The assumption -of the practice in question- can be a reason for exoneration of the sanction, and legitimate trust can be invoked, according to the STS of November 24, 2009, appeal 5083/2007: “well, the reason must be upheld, and this because, effectively, and as expressed by the appellant entity, this clause included in the aforementioned contracts was admitted in financial practice…”.

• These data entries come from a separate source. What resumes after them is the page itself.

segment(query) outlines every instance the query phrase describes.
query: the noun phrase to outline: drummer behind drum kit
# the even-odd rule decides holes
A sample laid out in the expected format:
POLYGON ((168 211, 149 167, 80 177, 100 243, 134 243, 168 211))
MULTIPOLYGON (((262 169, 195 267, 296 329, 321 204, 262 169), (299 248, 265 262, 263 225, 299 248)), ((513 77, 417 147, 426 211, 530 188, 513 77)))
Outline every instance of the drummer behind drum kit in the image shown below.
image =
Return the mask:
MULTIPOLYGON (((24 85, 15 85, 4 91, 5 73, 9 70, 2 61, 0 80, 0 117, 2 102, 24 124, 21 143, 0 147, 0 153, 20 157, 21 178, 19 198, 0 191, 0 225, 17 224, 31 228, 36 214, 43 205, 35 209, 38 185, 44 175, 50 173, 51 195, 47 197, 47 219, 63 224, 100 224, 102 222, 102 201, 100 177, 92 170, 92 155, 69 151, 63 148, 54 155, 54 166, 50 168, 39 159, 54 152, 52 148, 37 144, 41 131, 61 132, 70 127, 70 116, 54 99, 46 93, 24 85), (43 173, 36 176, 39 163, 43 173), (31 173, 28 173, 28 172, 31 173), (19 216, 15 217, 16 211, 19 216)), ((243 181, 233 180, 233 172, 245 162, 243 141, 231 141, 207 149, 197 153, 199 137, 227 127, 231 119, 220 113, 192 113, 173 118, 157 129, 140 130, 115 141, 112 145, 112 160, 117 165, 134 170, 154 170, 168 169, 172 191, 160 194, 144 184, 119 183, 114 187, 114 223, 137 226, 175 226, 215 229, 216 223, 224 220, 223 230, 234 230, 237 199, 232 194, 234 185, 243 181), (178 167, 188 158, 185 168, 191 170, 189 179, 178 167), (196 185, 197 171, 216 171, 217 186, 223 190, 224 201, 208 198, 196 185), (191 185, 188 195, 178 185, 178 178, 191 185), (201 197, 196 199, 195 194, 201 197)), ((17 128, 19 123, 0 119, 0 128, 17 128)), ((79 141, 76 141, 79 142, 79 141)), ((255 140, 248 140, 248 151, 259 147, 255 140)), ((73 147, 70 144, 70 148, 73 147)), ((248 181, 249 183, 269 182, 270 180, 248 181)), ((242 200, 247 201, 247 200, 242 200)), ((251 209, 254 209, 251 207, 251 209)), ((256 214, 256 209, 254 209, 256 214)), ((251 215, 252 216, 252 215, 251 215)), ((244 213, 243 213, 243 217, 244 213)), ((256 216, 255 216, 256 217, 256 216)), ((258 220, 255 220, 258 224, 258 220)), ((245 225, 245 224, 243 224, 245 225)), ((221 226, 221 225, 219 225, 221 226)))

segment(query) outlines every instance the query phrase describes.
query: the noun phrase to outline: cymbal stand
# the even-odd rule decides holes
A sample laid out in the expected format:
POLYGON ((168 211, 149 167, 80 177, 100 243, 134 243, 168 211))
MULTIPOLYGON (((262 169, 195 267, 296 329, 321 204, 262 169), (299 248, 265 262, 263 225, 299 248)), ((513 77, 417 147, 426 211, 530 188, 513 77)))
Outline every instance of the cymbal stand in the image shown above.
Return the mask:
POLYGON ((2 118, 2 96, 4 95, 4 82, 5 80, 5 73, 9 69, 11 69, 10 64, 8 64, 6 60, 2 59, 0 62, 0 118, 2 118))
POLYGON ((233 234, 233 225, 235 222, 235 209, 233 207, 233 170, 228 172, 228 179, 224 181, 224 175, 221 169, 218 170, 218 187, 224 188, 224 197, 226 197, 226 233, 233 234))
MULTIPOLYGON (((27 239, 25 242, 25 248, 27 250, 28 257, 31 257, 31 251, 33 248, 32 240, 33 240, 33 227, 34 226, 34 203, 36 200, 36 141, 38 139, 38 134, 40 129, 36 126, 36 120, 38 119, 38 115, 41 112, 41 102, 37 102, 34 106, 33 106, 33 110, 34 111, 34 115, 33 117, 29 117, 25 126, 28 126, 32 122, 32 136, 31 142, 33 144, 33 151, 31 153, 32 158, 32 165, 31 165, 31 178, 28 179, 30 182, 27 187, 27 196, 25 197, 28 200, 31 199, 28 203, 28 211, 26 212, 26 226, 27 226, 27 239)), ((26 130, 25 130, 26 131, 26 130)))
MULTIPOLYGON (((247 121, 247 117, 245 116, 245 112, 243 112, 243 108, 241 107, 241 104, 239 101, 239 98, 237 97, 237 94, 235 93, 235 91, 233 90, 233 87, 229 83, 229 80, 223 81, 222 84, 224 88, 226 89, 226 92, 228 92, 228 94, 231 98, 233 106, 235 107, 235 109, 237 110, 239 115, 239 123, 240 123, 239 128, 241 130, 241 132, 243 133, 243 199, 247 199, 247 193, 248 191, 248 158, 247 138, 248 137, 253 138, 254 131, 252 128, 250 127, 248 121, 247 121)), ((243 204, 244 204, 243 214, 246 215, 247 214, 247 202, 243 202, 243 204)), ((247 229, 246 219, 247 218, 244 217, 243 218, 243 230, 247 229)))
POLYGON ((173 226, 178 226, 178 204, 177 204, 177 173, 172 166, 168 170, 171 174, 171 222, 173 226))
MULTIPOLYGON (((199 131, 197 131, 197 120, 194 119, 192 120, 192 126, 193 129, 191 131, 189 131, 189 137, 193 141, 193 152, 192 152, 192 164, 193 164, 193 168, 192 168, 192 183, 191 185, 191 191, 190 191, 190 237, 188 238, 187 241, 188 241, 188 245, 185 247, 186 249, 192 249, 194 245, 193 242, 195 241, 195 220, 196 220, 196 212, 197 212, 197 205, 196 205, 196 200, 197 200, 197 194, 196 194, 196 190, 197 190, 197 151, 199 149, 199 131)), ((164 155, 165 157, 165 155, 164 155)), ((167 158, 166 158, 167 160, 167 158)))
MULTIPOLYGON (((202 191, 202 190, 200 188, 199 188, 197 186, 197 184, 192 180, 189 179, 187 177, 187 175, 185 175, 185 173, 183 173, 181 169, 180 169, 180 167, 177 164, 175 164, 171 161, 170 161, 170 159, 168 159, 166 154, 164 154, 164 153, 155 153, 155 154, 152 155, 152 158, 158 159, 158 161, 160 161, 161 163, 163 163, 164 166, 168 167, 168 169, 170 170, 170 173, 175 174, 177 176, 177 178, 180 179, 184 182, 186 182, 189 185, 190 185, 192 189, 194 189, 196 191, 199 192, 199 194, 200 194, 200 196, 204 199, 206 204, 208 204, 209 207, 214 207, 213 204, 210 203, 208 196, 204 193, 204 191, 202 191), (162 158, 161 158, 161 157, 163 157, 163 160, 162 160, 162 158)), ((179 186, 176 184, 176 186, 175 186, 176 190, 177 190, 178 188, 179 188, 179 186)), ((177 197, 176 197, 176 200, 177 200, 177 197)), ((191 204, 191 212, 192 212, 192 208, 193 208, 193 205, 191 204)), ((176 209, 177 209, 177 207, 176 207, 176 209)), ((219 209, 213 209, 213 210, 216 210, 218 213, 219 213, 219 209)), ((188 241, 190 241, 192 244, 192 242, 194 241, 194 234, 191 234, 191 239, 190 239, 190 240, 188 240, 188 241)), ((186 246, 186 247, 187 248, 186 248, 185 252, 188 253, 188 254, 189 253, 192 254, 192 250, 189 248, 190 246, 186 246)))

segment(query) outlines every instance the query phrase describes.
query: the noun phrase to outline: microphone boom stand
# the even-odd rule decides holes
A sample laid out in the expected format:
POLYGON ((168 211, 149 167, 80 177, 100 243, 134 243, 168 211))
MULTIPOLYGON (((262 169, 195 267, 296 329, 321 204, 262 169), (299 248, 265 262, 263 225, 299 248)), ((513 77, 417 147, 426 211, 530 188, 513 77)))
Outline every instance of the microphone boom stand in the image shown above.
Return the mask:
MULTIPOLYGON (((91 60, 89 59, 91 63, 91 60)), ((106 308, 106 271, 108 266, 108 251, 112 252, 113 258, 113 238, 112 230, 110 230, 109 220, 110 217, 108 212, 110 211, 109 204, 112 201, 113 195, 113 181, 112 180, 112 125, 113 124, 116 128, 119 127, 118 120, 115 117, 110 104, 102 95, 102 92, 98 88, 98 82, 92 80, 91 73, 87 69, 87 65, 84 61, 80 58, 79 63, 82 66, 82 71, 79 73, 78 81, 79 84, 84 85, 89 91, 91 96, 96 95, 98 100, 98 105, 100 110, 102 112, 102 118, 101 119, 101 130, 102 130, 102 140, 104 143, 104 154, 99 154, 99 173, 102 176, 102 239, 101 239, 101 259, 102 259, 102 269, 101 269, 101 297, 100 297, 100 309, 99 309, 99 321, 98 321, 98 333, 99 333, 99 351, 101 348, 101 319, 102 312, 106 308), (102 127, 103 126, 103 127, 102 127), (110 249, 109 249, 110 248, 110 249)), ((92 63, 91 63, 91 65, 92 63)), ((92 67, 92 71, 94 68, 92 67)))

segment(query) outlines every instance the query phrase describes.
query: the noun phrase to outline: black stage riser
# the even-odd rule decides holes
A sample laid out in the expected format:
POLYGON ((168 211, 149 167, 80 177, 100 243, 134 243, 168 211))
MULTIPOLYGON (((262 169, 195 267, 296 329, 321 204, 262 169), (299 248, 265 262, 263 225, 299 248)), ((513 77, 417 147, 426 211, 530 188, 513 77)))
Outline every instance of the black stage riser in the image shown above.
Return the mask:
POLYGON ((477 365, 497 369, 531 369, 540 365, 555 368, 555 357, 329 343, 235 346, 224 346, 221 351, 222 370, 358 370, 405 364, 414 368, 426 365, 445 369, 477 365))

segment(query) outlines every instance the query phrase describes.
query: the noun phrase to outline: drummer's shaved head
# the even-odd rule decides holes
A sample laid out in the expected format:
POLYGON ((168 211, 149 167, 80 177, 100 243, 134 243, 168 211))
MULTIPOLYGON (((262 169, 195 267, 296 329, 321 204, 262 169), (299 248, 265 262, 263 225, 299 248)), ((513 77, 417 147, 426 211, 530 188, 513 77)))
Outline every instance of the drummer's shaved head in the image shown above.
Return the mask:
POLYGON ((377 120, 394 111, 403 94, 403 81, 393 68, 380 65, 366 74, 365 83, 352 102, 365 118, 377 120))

The Judgment of the National Court of 27 May 2015 (JUR 2015, 155001) appeal 130/2013 can also be cited: a sanction of the National Competition Commission imposed for having issued a series of circulars (by an association to its associates) of price recommendations is annulled. This judgment is interesting because it contains a series of arguments on the principle of legitimate expectations and how the Administration, by means of different actions, made the parties concerned understand the possibility of carrying out the practice that was the object of the sanction: “but we consider that in view of the concurrent circumstances and specifically the terms in which the intervention of the Ministry of Development took place when seeking a solution to the conflict generated by the increase in diesel prices, particularly, when signing the agreements with the appellant Transport Association, contemplating the raising of the transport tariffs through the general implementation of the updating clause, and translating them into subsequent measures of the Council of Ministers and even into a ministerial order, such action constitutes an action of the behavior of the associations concerned, which acted in the confidence that they were acting within the legal framework and with respect to the principles of free competition (…). ) In this context, it can be affirmed that the Administration issued a series of objective, unequivocal and conclusive signals embodied in the documented agreement (…). ) And finally, the contrast between the administrative action -which promoted in a general way the inclusion of the incorporation of the updating clause to all types of contracts- and the content of the press release we are analyzing -in which it urged its associates to act in accordance with that general criterion promoted by the specific administrative body- determines that it can be understood that the association acted in accordance with the reiterated external signs coming from the Ministry of Public Works and Transport, which generated confidence in the legitimacy of its actions, which sufficiently justifies the exclusion of any sanction to the association ASETRAVI, as the Court of instance correctly assessed”.